確かな手ごたえは言葉からも滲み出た。F1公式によるセッション後のフラッシュインタビューで角田は「序盤は自信を持って攻めることができて、ペースもすごく良かった。数台をオーバーテイクできたからね」と回想。そして、「スティントは少し慎重にマネージメントしすぎたかもしれない」と改善点を口にしつつ、「今の僕らにはこういう走りを続けていくことが必要」と訴えた。
今季限りでレッドブルとの契約が満了となる角田は、去就問題で渦中の身となっている。陣営とはサマーブレイク中に協議し、現地時間10月26日に決勝を迎えるメキシコGPが“デッドライン”とされている。実際、チームアドバイザーを務めるヘルムート・マルコ氏も「将来? メキシコGPの後にドライバーラインナップは発表するよ」と明言している。
自らが望むレッドブル残留に向け、結果はもちろん、「チームに貢献できる」と証明できるだけの内容も求められる角田。それだけに今GPでのアピールは、迫りくる審判の時に向けて、貴重なサンプルになったと言えよう。
もっとも、角田の必死のドライビングは周囲から思わぬ反発も生んだ。決勝後のフラッシュインタビューで「ツノダの動きはレースで守られるべき精神に反するものだ」と声を荒げたのは、オリバー・ベアマン(ハース)だ。
ギリギリの攻防で生まれたアクシデントだった。34周目のターン15で、後方を走っていたベアマンがインに飛び込もうとした刹那、角田がブロックラインを取って対応。これを回避するも、行き場を失ったベアマンはそのままコースオフ。マシンをコントロールしきれずに、スピンしてしまったのだ。
元世界王者バトンはベアマンの“角田批判”に異論
ブロックで応戦した角田は「自分が何か大きなミスをしたとは思っていない」と説明。そして、「お互いに激しく、でも良い戦いをしていたから、最後の結果だけが不運だった」「それがレースってものだよね? 僕は彼とチームメイトじゃない。ただトップ10かそれ以上を目指して戦っているだけだ」とベアマンの怒りを意に介さなかった。

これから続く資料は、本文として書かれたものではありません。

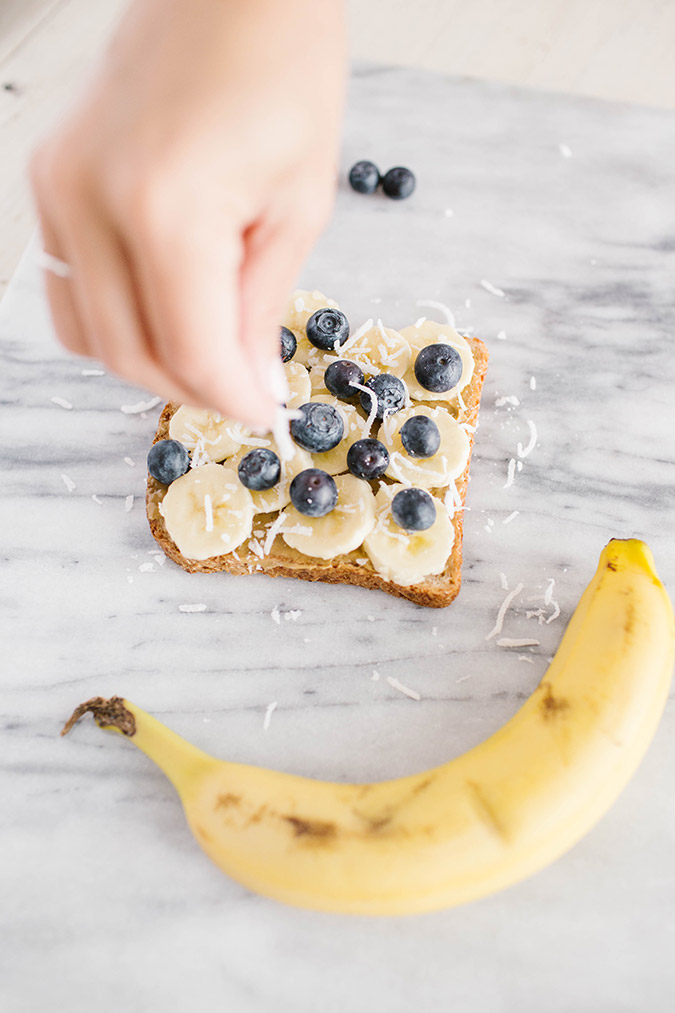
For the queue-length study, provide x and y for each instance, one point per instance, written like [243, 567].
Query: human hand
[185, 190]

だが、角田のドライビングを「危険」と判断するベアマンの怒りは収まらない。25歳の日本人ドライバーがブレーキングゾーンでラインを変更したと主張する弱冠二十歳の英国人ドライバーは、「彼は一線を越えた」と強調した。
「とても危険だったよ。僕らはあんな風にレースをするように育てられていないし、F1のレベルでああいう走り方をすべきじゃないよ。レースを見ている子どもたちに対しても、あんな反応的なライン変更は“正しい”ものではないからね」
さらに「クラッシュは避けられたけど、あのスピンのせいで2つもポジションを失った。もっと上に行けるチャンスがあったのに」と唇をかみしめたベアマンは、英衛星放送『Sky Sports』で「彼は必死に走りすぎているんじゃない?」と去就問題に揺れ、結果を追い求める角田が周りを見れていないと釘を刺した。

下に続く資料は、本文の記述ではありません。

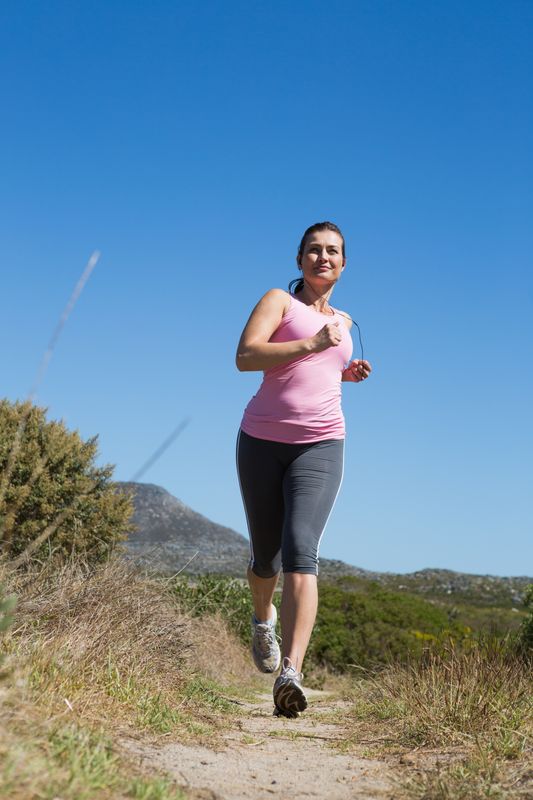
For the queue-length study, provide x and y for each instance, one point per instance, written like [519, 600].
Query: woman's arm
[256, 352]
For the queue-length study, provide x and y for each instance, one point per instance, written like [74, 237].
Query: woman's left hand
[356, 371]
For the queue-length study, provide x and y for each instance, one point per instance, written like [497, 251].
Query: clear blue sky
[192, 143]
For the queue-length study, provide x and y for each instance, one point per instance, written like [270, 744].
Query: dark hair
[297, 284]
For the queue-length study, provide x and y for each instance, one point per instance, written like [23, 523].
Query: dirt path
[264, 757]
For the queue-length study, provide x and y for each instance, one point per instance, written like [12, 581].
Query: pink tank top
[300, 401]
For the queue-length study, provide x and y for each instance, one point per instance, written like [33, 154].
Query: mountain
[170, 537]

「スプリントでも彼はアイザック・ハジャーに突っ込んでいた。あれも危ないダイブボムだった。思うにかなりリスクの高い走りをしているよ。正直、僕もそういうタイプのドライビングを考慮し、もう少し余裕を持つべきだったかもしれない。
昨日の予選で彼が不満を漏らしているのを見たけど、彼は一生懸命頑張っているのに、それが報われてない。だから無茶苦茶なリスクを冒すんじゃないか。まぁ僕の意見を、今の彼に理解させるのは無理だよ」
もっとも、ベアマンの主張に対しては“異論”も飛んでいる。『Sky Sports』の解説を務める元F1世界王者のジェイソン・バトン氏は「ユウキはブレーキングゾーンで後ろから迫るオリーの動きに100%、反応していた。彼があのコーナーで信じられないほど早くブレーキをかけたから問題を引き起こしたんだ」と指摘した上で、こう論じている。
「確かにターン15の走りはユウキが間違っていたと思う。だが、オリーがユウキの全体的な取り組みについて言ったことは違う。彼は正当な走りを見せていた。スタートから驚異的な仕事をして多くのポジションを上げたのだからね。ポジションを上げるためにできることは全てやらなければならないんだ。ただ、オリーとの競り合いで見せた動きは、少し行き過ぎだったと思うぐらいだ」
辛辣な批判を受ける角田だが、生き残りに向けてわずか1戦となった中では、己の走りに集中するのみだ。